CVE-2025-12536 is a vulnerability classified under CWE-359 (Exposure of Private Personal Information to an Unauthorized Actor) affecting the SureForms WordPress plugin, which is used for creating contact forms, custom forms, calculators, and more. The issue arises from the plugin's registration of the '_srfm_email_notification' post meta with an 'auth_callback' parameter set to '__return_true'. This configuration disables authentication checks, allowing any unauthenticated user to access sensitive post meta data related to email notifications. These metadata entries often contain sensitive information such as vendor-provided CRM or help desk email addresses, CC and BCC recipients, and notification templates. Exposure of this data can facilitate further attacks, including social engineering, phishing campaigns, or injection of malicious content into systems that process these notifications. The vulnerability affects all versions of SureForms up to and including 1.13.1. The CVSS v3.1 base score is 5.3, reflecting a medium severity with network attack vector, low attack complexity, no privileges required, and no user interaction needed. While no exploits are currently known in the wild, the vulnerability's nature and ease of exploitation make it a significant risk for affected sites. The lack of patch links suggests that a fix may not yet be publicly available, emphasizing the need for immediate attention by site administrators.

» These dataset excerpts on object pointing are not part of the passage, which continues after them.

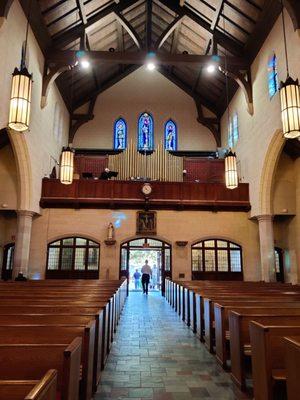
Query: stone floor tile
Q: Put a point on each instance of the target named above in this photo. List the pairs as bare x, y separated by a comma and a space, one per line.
155, 356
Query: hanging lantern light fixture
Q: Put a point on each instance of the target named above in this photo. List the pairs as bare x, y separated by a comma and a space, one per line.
20, 100
66, 170
19, 111
289, 97
231, 175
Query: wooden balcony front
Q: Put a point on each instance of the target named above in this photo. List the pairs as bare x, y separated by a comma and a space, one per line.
90, 193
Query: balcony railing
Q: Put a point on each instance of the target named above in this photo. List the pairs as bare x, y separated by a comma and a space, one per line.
85, 193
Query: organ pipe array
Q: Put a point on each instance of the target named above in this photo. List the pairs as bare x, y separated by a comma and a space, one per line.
159, 165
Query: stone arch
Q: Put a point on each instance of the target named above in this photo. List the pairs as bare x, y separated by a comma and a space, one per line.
21, 153
268, 173
216, 236
136, 237
74, 234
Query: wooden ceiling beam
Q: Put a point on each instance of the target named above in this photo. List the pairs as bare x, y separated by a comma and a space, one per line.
293, 8
67, 57
267, 18
225, 41
106, 85
36, 22
74, 33
187, 89
129, 29
167, 32
149, 25
5, 7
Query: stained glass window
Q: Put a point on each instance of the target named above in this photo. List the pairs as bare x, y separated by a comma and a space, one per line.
120, 134
145, 132
170, 135
272, 76
233, 131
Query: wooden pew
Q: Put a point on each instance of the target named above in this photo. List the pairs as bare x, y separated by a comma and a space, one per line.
41, 334
292, 365
268, 357
221, 327
30, 361
70, 315
44, 389
240, 347
208, 309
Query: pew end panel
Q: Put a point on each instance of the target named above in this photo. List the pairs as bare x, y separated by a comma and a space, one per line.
292, 362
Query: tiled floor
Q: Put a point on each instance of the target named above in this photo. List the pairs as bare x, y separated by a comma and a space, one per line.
155, 356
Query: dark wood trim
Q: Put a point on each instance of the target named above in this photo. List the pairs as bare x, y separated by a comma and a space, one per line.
85, 193
67, 57
63, 39
225, 41
293, 8
5, 7
129, 29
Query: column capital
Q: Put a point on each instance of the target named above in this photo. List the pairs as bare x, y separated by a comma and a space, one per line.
265, 217
25, 213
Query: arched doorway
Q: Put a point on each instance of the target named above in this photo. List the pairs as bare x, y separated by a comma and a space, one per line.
8, 259
157, 252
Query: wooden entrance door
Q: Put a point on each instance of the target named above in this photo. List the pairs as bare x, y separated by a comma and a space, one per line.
279, 264
165, 255
8, 260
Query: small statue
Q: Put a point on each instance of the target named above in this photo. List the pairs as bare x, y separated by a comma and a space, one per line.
110, 231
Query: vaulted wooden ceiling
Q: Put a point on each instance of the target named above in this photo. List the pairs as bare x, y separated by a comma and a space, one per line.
235, 28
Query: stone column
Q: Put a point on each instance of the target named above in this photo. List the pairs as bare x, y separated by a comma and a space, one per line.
23, 236
266, 240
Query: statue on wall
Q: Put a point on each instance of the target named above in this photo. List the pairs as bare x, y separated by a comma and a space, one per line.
110, 231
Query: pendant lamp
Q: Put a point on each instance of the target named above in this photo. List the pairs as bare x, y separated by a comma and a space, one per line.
231, 175
20, 99
66, 170
289, 97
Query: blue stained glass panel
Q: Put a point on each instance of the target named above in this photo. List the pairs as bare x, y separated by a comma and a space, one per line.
233, 131
145, 132
170, 135
272, 76
120, 134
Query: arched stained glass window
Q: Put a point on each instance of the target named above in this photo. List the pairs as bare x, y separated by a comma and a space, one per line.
120, 134
272, 76
233, 130
170, 135
145, 132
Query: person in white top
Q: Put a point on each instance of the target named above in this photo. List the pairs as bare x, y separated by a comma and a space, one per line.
146, 274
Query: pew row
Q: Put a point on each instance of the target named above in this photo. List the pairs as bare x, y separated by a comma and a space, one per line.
44, 389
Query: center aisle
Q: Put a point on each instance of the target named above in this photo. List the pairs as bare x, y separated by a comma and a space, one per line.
155, 356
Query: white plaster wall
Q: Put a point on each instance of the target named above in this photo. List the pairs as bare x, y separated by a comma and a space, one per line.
8, 179
257, 131
171, 226
40, 138
141, 91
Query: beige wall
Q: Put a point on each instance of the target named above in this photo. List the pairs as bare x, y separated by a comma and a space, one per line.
40, 140
8, 179
171, 226
142, 91
257, 131
8, 226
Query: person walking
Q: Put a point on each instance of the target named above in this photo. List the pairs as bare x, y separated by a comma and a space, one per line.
136, 277
146, 274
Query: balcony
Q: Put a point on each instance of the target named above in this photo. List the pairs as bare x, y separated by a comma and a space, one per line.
115, 194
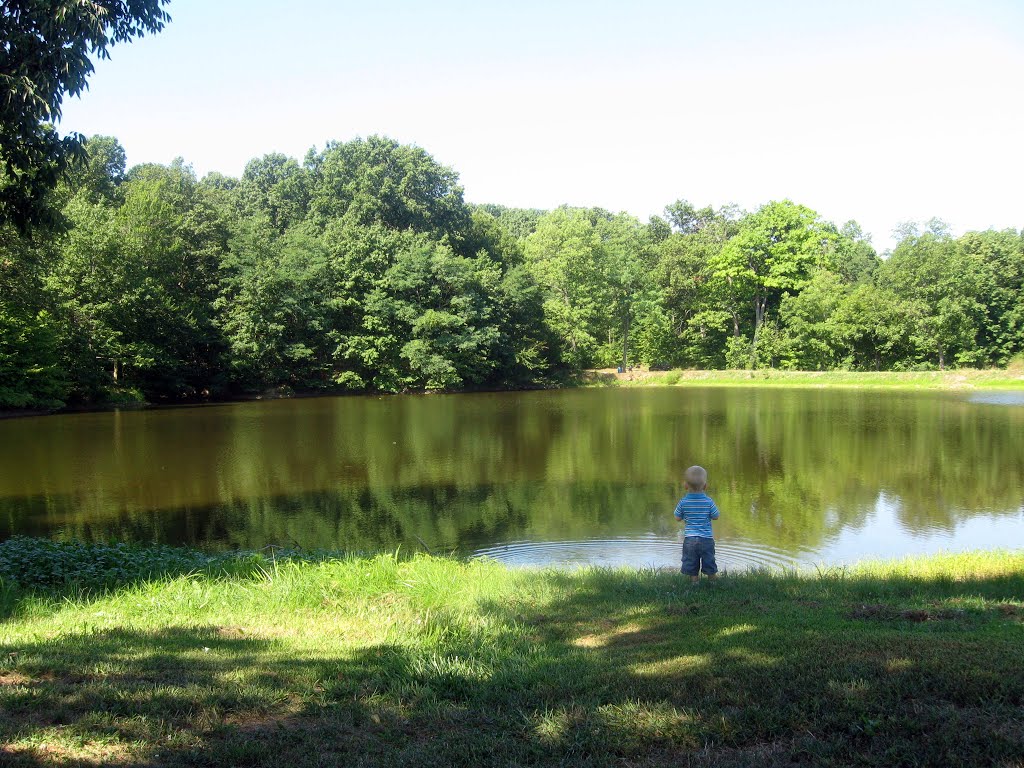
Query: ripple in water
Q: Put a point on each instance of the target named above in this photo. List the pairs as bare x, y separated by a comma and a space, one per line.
998, 398
639, 552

The primary impact of CVE-2025-12536 is the unauthorized disclosure of sensitive email notification metadata from WordPress sites using the SureForms plugin. This exposure can compromise confidentiality by leaking internal email addresses, CRM endpoints, and notification templates. Attackers can leverage this information to craft targeted phishing attacks, impersonate legitimate communication channels, or inject malicious payloads into notification workflows, potentially leading to further compromise of downstream systems. Although the vulnerability does not directly affect data integrity or availability, the indirect consequences of information leakage can be severe, including reputational damage, data breaches, and increased attack surface. Organizations relying on SureForms for customer interaction or internal workflows are at risk, particularly those handling sensitive customer or business data. The vulnerability's ease of exploitation without authentication or user interaction increases the likelihood of automated scanning and exploitation attempts once publicly known.

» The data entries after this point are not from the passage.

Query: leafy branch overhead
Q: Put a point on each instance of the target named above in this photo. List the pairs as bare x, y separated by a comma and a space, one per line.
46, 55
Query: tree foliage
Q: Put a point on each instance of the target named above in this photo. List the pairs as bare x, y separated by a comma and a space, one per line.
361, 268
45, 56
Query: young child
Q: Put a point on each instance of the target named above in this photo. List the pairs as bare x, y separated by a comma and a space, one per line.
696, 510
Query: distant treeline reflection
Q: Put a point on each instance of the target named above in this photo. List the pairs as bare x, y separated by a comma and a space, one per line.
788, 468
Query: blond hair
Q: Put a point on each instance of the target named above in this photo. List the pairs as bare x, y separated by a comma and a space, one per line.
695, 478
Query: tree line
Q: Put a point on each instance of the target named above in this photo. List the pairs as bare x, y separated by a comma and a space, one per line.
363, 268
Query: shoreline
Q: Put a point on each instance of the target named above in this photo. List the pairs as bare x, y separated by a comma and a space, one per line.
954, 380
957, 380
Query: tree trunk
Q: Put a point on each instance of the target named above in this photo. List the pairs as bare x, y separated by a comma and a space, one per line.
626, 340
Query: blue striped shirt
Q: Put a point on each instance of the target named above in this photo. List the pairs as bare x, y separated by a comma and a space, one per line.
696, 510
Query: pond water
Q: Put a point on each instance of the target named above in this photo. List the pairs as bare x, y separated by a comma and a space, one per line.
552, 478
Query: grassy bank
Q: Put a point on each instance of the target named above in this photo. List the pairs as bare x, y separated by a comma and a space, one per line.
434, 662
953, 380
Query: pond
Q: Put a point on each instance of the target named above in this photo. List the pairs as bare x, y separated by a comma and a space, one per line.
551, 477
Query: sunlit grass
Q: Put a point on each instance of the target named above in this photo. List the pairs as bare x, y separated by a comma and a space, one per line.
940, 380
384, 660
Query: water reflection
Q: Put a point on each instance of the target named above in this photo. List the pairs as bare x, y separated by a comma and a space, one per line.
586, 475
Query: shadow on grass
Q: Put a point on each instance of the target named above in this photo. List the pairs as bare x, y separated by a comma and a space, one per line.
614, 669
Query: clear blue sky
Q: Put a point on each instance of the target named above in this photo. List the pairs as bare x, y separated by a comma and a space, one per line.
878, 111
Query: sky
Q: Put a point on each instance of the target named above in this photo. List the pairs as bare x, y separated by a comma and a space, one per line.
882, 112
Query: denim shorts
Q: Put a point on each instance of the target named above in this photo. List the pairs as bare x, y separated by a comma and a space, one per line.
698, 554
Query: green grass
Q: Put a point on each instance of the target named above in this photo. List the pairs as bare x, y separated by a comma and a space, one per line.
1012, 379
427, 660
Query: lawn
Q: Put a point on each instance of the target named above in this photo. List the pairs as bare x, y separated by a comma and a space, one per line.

To mitigate CVE-2025-12536, organizations should first verify if they are running any version of the SureForms plugin up to 1.13.1 and plan immediate updates once a patched version is released by Brainstormforce. In the absence of an official patch, administrators can implement temporary mitigations such as restricting access to the '_srfm_email_notification' post meta via custom code that enforces proper authentication and authorization checks. This can be achieved by overriding the 'auth_callback' parameter to require at least authenticated users or specific roles. Additionally, web application firewalls (WAFs) can be configured to detect and block suspicious requests targeting this metadata endpoint. Regularly auditing plugin configurations and metadata exposure on WordPress sites is recommended to identify and remediate similar issues proactively. Monitoring for unusual access patterns or data exfiltration attempts related to email notification metadata can also help detect exploitation attempts early. Finally, educating site administrators about the risks of exposing sensitive metadata and encouraging minimal data retention in notification templates can reduce potential impact.